L’été, les journées commencent tôt pour qu’on puisse avancer dans le travail avant qu’il ne fasse trop chaud. Le travail, c’est la lessive, le rangement, un peu de ménage, le repassage, le sol lavé, les quelques courses, la maison aérée avant qu’on ne ferme les volets. Ainsi, pendant que deux boutis tournent régulièrement dans la grosse machine de la laverie, on va prendre les légumes pour la ratatouille, le rôti pour le dimanche, le pain pour la journée. Puis, sur le fil de la grande maison bien rangée désormais, on étend ; à deux. La vieille amie tient dans sa bouche une pince à linge et deux autres dans ses mains. Elle conseille de bien fixer le linge, car il est possible qu’il y ait du vent. Puisqu’elle nous a aidés à étendre nos boutis sur son fil, on attend que sa machine se termine. On prend un café dans la cuisine. On essuiera tout à l’heure d’un coup d’éponge une trace de café laissé sur la toile cirée. A deux encore, on étend les draps et l’alèze : il faut profiter du beau temps. On tire sur le tissu bleu et on le fixe bien. De la main, la vieille dame lisse les draps. C’est comme une caresse.
Le soleil a profité de ce qu’on était occupé pour s’installer : pas de doute, il est temps de fermer les volets. On prend heure pour plier le linge.

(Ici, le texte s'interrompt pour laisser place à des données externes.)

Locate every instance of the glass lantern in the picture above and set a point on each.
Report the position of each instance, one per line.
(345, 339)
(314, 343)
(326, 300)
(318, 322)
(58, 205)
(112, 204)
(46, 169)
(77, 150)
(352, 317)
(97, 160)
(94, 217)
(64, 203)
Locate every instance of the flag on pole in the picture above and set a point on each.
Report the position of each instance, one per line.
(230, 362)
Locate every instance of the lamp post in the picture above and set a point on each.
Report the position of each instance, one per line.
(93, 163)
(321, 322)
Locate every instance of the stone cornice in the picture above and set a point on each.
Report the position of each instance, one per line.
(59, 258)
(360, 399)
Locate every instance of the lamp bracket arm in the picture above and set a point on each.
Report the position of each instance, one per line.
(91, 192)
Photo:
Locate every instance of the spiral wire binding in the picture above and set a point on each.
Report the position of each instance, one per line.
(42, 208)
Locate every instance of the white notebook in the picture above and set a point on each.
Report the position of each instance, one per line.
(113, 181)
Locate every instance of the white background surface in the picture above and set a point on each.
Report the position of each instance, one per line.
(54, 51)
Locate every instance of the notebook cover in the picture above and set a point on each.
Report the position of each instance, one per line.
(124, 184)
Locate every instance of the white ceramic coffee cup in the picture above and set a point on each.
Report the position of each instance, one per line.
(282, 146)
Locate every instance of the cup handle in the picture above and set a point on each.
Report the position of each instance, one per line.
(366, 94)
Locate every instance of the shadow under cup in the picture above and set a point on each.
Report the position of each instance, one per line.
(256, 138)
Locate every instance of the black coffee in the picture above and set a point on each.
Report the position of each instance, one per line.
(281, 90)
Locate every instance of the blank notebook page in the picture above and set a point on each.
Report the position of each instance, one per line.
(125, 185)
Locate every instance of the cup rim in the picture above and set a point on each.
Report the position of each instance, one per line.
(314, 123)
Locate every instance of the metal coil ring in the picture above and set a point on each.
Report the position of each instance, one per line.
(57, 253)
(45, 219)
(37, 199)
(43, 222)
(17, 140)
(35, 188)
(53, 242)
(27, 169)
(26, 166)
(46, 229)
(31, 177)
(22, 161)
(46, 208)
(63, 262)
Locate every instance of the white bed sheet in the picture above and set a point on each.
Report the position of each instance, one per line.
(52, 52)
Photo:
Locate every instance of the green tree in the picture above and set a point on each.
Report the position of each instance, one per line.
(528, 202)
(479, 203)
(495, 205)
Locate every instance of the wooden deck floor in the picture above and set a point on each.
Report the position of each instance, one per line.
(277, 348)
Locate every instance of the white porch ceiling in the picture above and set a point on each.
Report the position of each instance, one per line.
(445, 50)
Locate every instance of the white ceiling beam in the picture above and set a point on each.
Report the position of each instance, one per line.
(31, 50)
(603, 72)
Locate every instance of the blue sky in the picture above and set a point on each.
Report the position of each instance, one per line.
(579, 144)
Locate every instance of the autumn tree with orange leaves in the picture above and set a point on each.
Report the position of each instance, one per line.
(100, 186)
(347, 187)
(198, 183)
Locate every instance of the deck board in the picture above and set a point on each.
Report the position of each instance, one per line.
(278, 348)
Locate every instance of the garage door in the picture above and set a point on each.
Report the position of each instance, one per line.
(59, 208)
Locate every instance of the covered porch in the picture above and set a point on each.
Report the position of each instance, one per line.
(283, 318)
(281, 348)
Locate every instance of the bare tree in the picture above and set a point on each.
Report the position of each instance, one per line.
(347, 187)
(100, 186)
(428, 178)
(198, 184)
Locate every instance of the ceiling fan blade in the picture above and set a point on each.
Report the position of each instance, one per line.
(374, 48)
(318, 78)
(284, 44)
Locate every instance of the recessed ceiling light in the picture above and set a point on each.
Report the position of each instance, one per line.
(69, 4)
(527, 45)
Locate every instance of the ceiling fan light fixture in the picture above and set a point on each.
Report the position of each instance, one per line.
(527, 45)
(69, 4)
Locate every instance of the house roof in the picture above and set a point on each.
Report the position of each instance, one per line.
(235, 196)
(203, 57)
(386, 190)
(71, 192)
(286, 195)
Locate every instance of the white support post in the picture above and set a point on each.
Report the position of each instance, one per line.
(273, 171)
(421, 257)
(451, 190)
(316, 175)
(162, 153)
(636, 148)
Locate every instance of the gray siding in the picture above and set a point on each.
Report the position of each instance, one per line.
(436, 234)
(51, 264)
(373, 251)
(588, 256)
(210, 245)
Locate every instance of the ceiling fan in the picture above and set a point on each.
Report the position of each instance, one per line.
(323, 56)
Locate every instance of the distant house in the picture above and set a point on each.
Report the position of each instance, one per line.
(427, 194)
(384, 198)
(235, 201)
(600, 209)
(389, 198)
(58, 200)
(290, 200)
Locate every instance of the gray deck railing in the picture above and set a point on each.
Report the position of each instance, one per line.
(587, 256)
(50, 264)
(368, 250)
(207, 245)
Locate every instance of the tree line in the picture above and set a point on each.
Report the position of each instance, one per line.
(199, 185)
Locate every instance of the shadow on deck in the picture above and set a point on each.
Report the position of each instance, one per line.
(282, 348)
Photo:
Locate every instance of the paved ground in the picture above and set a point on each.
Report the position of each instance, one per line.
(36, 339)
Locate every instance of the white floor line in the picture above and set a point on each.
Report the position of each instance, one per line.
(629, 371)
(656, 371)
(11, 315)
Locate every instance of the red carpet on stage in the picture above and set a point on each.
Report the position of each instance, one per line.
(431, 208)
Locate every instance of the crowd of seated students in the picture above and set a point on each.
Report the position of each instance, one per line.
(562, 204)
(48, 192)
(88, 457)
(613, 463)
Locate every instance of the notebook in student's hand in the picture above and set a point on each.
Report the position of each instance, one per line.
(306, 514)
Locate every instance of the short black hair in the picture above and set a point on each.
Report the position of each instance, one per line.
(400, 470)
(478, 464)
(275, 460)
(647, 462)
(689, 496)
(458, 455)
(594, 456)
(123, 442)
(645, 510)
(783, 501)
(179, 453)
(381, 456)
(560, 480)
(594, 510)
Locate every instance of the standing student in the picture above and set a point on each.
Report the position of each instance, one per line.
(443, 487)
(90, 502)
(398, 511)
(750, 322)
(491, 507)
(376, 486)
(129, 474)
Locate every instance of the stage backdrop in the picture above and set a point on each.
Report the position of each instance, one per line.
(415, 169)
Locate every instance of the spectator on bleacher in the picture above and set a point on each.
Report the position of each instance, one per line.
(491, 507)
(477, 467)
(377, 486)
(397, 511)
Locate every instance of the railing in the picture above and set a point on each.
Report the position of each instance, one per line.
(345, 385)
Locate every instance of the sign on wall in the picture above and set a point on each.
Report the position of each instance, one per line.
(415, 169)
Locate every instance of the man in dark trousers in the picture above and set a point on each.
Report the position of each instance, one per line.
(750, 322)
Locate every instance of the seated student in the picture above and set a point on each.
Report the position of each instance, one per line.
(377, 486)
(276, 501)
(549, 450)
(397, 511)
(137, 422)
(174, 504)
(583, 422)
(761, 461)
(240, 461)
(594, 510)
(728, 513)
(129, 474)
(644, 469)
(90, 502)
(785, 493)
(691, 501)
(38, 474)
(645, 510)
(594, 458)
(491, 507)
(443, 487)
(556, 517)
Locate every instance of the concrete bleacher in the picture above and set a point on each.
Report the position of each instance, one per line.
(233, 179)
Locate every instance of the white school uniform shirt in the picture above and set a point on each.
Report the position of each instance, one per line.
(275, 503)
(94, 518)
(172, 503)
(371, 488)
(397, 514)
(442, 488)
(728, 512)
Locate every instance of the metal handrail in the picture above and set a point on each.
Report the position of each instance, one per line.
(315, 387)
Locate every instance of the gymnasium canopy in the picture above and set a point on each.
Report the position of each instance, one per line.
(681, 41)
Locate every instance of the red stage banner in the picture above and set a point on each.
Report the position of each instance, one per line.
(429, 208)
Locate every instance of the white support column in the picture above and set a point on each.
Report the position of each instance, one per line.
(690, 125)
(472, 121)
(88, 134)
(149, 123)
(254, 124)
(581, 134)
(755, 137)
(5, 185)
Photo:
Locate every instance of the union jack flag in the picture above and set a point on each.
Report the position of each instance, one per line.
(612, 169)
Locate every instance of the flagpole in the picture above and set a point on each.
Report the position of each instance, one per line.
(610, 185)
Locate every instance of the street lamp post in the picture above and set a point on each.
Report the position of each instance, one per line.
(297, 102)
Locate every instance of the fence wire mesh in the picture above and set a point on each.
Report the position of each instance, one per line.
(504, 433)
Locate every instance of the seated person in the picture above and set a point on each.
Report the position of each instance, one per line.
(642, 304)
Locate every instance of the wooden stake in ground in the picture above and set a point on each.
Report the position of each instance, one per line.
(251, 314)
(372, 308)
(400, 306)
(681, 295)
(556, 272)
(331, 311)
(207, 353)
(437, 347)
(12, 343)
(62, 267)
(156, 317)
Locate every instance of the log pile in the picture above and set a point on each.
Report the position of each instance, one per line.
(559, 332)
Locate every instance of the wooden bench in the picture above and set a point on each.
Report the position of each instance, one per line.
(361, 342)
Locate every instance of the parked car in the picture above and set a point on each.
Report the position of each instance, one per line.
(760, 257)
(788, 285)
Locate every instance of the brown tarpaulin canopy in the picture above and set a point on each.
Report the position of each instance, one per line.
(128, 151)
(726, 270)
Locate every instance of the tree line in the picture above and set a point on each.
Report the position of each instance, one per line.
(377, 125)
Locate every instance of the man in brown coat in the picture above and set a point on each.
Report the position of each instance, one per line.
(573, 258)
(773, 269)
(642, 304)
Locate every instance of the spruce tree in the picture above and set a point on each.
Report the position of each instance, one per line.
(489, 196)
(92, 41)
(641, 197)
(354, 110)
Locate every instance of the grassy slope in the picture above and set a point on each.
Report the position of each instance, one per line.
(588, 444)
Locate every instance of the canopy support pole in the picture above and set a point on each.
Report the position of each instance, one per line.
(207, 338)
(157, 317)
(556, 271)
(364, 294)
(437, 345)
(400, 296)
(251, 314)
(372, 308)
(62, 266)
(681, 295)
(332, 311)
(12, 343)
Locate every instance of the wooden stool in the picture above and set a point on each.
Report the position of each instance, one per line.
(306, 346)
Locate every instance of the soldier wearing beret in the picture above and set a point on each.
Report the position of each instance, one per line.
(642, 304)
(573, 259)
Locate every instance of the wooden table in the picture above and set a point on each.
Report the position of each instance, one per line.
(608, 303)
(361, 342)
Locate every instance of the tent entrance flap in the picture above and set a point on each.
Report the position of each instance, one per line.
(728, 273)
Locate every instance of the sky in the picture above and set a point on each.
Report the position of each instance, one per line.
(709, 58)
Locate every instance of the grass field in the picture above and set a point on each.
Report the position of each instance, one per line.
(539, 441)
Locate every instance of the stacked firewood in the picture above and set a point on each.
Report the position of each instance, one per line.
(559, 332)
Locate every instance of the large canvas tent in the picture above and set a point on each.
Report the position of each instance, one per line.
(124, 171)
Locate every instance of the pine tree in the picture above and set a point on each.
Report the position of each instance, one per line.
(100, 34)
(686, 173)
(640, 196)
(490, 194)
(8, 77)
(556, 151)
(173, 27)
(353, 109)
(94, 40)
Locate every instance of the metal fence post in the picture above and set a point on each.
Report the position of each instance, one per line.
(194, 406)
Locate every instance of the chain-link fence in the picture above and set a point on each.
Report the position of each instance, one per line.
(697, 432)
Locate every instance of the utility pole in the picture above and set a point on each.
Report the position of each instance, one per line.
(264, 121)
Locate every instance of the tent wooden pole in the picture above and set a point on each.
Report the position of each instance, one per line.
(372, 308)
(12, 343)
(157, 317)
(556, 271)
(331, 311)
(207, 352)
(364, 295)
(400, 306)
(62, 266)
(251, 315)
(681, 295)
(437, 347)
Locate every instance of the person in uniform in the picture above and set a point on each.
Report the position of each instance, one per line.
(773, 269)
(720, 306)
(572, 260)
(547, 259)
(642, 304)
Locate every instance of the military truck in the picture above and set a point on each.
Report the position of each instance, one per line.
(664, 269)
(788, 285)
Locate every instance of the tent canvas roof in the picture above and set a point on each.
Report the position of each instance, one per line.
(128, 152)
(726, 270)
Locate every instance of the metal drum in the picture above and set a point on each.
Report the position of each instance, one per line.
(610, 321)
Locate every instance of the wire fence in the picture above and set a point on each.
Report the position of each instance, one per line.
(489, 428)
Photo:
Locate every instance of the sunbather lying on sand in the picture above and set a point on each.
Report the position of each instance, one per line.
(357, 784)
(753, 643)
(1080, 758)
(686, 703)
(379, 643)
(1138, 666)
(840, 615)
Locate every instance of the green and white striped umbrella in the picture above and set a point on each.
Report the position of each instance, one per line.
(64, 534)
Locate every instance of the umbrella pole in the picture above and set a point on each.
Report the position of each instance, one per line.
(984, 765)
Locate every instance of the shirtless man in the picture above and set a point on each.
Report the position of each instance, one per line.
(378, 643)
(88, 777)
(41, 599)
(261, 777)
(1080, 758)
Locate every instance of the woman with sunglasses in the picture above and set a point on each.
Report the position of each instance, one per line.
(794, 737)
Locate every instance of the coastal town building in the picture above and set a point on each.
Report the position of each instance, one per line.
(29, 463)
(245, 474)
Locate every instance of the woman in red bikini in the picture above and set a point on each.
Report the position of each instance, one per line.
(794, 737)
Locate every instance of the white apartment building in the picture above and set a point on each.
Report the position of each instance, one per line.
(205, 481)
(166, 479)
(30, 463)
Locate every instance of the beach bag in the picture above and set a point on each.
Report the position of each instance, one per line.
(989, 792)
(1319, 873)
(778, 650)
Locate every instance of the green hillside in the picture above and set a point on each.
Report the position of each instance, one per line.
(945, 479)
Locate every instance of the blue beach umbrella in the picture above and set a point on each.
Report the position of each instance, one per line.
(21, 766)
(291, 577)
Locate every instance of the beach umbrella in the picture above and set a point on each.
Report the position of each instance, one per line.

Quand cette heure arrive, les cigales à tue-tête bruissent à qui mieux mieux. On remarque que la pelouse est totalement sèche : l’herbe crisse sous les pas. Les draps ont déjà été enlevés : « Oh, mais j’ai déjà tout refait mon lit, dit-elle, les mains sur les hanches, un peu voûtée dans sa robe de coton sans manches. Et là, j’ai commencé mes confitures d’abricots. Cinq kilos. ». On plie les boutis. Ils sentent le soleil. On entre dans la cuisine où trônent des marmites remplies d’abricots trempant dans le sucre. Malgré l’heure, on boit du café. On aide pour la confiture : tout le monde s’y met. On passe les marmites pleines de la table de la cuisine au plan de travail qui prolonge l’évier. On ressort casser les noyaux en utilisant un marteau qui n’a plus d’âge. On pèle les amandes. On les partage également dans les marmites qu’on recouvre de couvercles hétéroclites. Une fois tout cela fait, on nettoie la toile cirée et on pose les bocaux en verre pour qu’ils soient prêts. On estime bien leur nombre. Ils brillent.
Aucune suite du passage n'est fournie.